2015 IEEE 21st International Conference on Parallel and Distributed Systems (ICPADS) (2015)
Dec. 14, 2015 to Dec. 17, 2015
Toshio Endo , Tokyo Inst. of Technol., Tokyo, Japan
Yuki Takasaki , Tokyo Inst. of Technol., Tokyo, Japan
Satoshi Matsuoka , Tokyo Inst. of Technol., Tokyo, Japan
The problem of deepening memory hierarchy towards exascale is becoming serious for applications such as those based on stencil kernels, as it is difficult to satisfy both high memory bandwidth ad capacity requirements simultaneously.

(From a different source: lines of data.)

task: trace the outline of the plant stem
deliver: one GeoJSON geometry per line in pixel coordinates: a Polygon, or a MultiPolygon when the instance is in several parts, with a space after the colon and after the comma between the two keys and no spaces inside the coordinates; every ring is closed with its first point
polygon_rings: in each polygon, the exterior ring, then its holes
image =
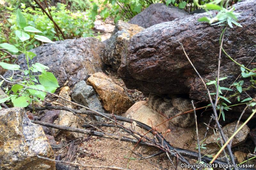
{"type": "Polygon", "coordinates": [[[251,71],[253,73],[254,72],[254,71],[252,71],[252,70],[249,69],[248,68],[247,68],[245,67],[244,66],[242,66],[242,65],[241,65],[241,64],[239,64],[239,63],[237,63],[236,61],[235,61],[234,60],[234,59],[233,59],[233,58],[231,58],[231,57],[229,55],[228,55],[228,54],[225,51],[225,50],[224,50],[224,49],[223,48],[222,48],[222,51],[223,51],[223,52],[224,53],[224,54],[225,54],[225,55],[227,55],[228,56],[228,57],[229,58],[229,59],[231,60],[232,61],[233,61],[233,62],[234,62],[234,63],[236,63],[236,64],[238,65],[239,65],[240,67],[242,67],[243,68],[244,68],[244,69],[245,69],[246,70],[247,70],[248,71],[251,71]]]}
{"type": "Polygon", "coordinates": [[[254,110],[253,112],[251,115],[250,116],[249,116],[249,117],[244,122],[244,123],[242,125],[241,125],[241,126],[240,126],[240,127],[239,127],[238,129],[237,129],[237,130],[233,134],[232,136],[231,136],[231,137],[230,137],[228,139],[227,141],[227,142],[226,142],[225,143],[225,144],[224,144],[224,145],[223,145],[223,146],[222,146],[220,149],[220,151],[219,151],[219,152],[217,153],[217,154],[216,154],[214,156],[214,157],[213,157],[213,158],[212,158],[212,160],[211,162],[210,162],[210,164],[212,164],[214,162],[214,161],[215,160],[216,160],[216,159],[217,159],[217,158],[218,158],[219,155],[220,155],[220,153],[222,151],[223,151],[223,150],[225,149],[226,147],[227,146],[227,145],[228,144],[228,143],[232,139],[233,139],[234,137],[235,137],[236,135],[237,134],[238,132],[239,132],[239,131],[240,131],[240,130],[241,130],[241,129],[242,129],[244,126],[245,126],[245,125],[246,124],[246,123],[247,123],[249,121],[249,120],[250,120],[252,118],[252,116],[253,116],[253,115],[254,115],[254,114],[255,114],[255,113],[256,113],[256,109],[254,110]]]}

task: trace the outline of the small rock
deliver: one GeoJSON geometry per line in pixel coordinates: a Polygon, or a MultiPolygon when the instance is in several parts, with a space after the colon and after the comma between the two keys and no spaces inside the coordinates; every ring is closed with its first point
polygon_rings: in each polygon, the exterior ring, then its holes
{"type": "MultiPolygon", "coordinates": [[[[170,98],[162,97],[152,93],[149,94],[148,96],[148,107],[158,113],[163,114],[168,118],[193,110],[191,100],[188,99],[175,95],[170,98]]],[[[190,127],[195,123],[194,112],[174,117],[170,121],[180,127],[190,127]]]]}
{"type": "MultiPolygon", "coordinates": [[[[65,86],[63,87],[60,89],[59,95],[66,99],[71,101],[71,97],[70,97],[70,96],[69,96],[69,94],[70,94],[70,92],[69,87],[68,86],[65,86]]],[[[70,103],[69,102],[60,98],[58,99],[57,101],[64,106],[67,106],[70,104],[70,103]]]]}
{"type": "Polygon", "coordinates": [[[254,128],[251,130],[250,136],[252,140],[253,141],[254,144],[256,145],[256,128],[254,128]]]}
{"type": "Polygon", "coordinates": [[[137,25],[119,20],[116,25],[110,38],[107,41],[104,54],[103,62],[117,70],[121,63],[121,55],[130,39],[144,29],[137,25]]]}
{"type": "Polygon", "coordinates": [[[237,159],[237,161],[239,163],[241,163],[244,161],[244,159],[247,156],[247,153],[241,151],[236,151],[234,153],[234,154],[237,159]]]}
{"type": "Polygon", "coordinates": [[[188,16],[188,14],[183,10],[157,3],[151,4],[128,22],[146,28],[159,23],[188,16]]]}
{"type": "Polygon", "coordinates": [[[93,88],[84,80],[75,85],[72,96],[72,99],[78,103],[100,112],[105,112],[93,88]]]}
{"type": "MultiPolygon", "coordinates": [[[[72,106],[70,105],[67,106],[67,107],[72,108],[72,106]]],[[[71,112],[65,110],[60,110],[59,115],[59,118],[54,121],[54,124],[72,128],[82,128],[79,125],[79,122],[80,120],[78,119],[79,118],[77,116],[74,115],[71,112]]],[[[52,134],[55,137],[60,134],[61,132],[62,134],[70,139],[84,136],[84,134],[81,133],[62,131],[56,129],[52,129],[52,134]]]]}
{"type": "MultiPolygon", "coordinates": [[[[44,115],[41,118],[41,121],[49,123],[52,123],[59,116],[60,110],[47,110],[45,112],[44,115]]],[[[51,128],[42,126],[43,129],[46,134],[51,133],[51,128]]]]}
{"type": "MultiPolygon", "coordinates": [[[[145,100],[136,102],[125,112],[125,117],[140,122],[151,127],[156,126],[166,119],[164,116],[147,106],[147,101],[145,100]]],[[[129,128],[132,127],[132,125],[129,123],[124,123],[124,126],[129,128]]],[[[158,126],[158,132],[164,134],[168,129],[169,126],[167,122],[158,126]]],[[[147,132],[138,126],[136,126],[135,130],[141,134],[147,132]]],[[[153,136],[151,134],[148,133],[147,136],[152,138],[153,136]]]]}
{"type": "MultiPolygon", "coordinates": [[[[223,132],[226,139],[230,137],[233,134],[236,123],[236,122],[234,122],[226,125],[222,128],[223,132]]],[[[242,124],[243,122],[240,122],[237,128],[239,128],[242,124]]],[[[250,132],[250,129],[247,125],[245,125],[233,138],[232,146],[236,146],[245,142],[248,137],[250,132]]],[[[216,141],[217,139],[220,137],[219,133],[217,133],[217,136],[213,134],[206,137],[204,142],[204,144],[206,144],[205,147],[207,149],[205,150],[202,150],[203,153],[208,154],[213,153],[220,150],[220,147],[217,144],[217,142],[218,142],[220,145],[220,142],[219,140],[218,141],[216,141]]]]}
{"type": "MultiPolygon", "coordinates": [[[[164,116],[147,106],[146,101],[141,101],[136,102],[125,113],[125,117],[138,121],[152,127],[156,126],[166,120],[164,116]],[[152,123],[151,123],[152,122],[152,123]]],[[[131,128],[131,123],[124,124],[127,127],[131,128]]],[[[157,127],[158,132],[162,132],[164,138],[174,146],[191,150],[189,145],[194,142],[194,137],[195,135],[195,126],[187,128],[178,127],[172,123],[166,122],[157,127]],[[171,132],[166,135],[164,133],[168,129],[171,132]]],[[[136,127],[135,131],[140,133],[145,133],[146,130],[142,130],[136,127]]],[[[148,136],[152,138],[151,134],[148,133],[148,136]]],[[[131,137],[129,136],[129,137],[131,137]]]]}
{"type": "Polygon", "coordinates": [[[55,170],[53,151],[42,126],[32,123],[24,108],[0,111],[0,169],[55,170]]]}
{"type": "Polygon", "coordinates": [[[104,73],[94,73],[87,80],[102,100],[104,108],[109,112],[121,114],[133,104],[124,90],[104,73]]]}

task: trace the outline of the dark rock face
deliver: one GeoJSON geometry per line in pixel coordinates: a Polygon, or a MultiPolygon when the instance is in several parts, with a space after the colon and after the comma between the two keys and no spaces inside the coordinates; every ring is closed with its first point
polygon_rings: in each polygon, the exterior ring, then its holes
{"type": "MultiPolygon", "coordinates": [[[[66,40],[55,42],[56,44],[44,44],[31,51],[37,56],[30,64],[36,63],[48,66],[49,71],[52,73],[58,79],[60,86],[67,81],[67,85],[71,86],[85,79],[89,74],[102,71],[103,63],[100,57],[105,44],[92,37],[81,38],[77,40],[66,40]]],[[[19,56],[21,69],[26,69],[27,64],[24,55],[19,56]]],[[[10,71],[5,77],[12,75],[10,71]]],[[[20,74],[16,72],[15,74],[20,74]]]]}
{"type": "MultiPolygon", "coordinates": [[[[256,1],[253,0],[236,4],[236,12],[243,12],[238,22],[243,26],[228,28],[225,34],[224,49],[237,62],[245,66],[252,60],[252,63],[256,62],[256,59],[253,58],[256,54],[253,46],[256,44],[255,5],[256,1]]],[[[215,11],[210,12],[215,15],[215,11]]],[[[188,57],[205,81],[215,80],[221,30],[219,26],[197,21],[206,15],[206,13],[195,14],[162,23],[134,36],[122,55],[118,70],[119,76],[127,88],[148,93],[189,94],[191,98],[207,100],[203,83],[178,42],[179,40],[183,44],[188,57]]],[[[253,66],[249,64],[248,67],[252,69],[253,66]]],[[[241,72],[240,67],[223,53],[220,70],[220,77],[228,77],[220,83],[220,86],[226,87],[232,84],[241,72]]],[[[242,79],[246,83],[250,79],[242,79]]],[[[210,91],[215,91],[214,85],[208,87],[210,91]]],[[[253,96],[256,92],[252,90],[248,92],[253,96]]],[[[243,95],[240,97],[247,97],[243,95]]]]}
{"type": "Polygon", "coordinates": [[[157,3],[151,4],[128,22],[147,28],[157,24],[170,21],[175,18],[188,15],[188,13],[178,8],[167,7],[164,4],[157,3]]]}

This is evident even today, where problem sizes of stencil-based applications on GPU supercomputers are limited by aggregated capacity of GPU device memory. Locality improvement techniques such as temporal blocking is known to preserve performance, but integrating the technique into existing stencil applications results in substantially higher programming cost, especially for complex applications and as a result are not typically utilized. We alleviate this problem with a run-time GPU-MPI process virtualization library we call HHRT that automates data movement across the memory hierarchy, and a systematic methodology to convert and optimize the code to accommodate temporal blocking. The proposed methodology has shown to significantly eases the adaptation of real applications, such as the whole-city airflow simulator embodying more than 12,000 lines of code; with careful tuning, we successfully maintain up to 85% performance even with problems whose footprint is four time larger than GPU device memory capacity, and scale to hundreds of GPUs on the TSUBAME2.5 supercomputer.
Atmospheric modeling, Computational modeling, Solid modeling, Conferences, Graphics processing units
T. Endo, Y. Takasaki and S. Matsuoka, "Realizing Extremely Large-Scale Stencil Applications on GPU Supercomputers," 2015 IEEE 21st International Conference on Parallel and Distributed Systems (ICPADS), Melbourne, Australia, 2016, pp. 625-632.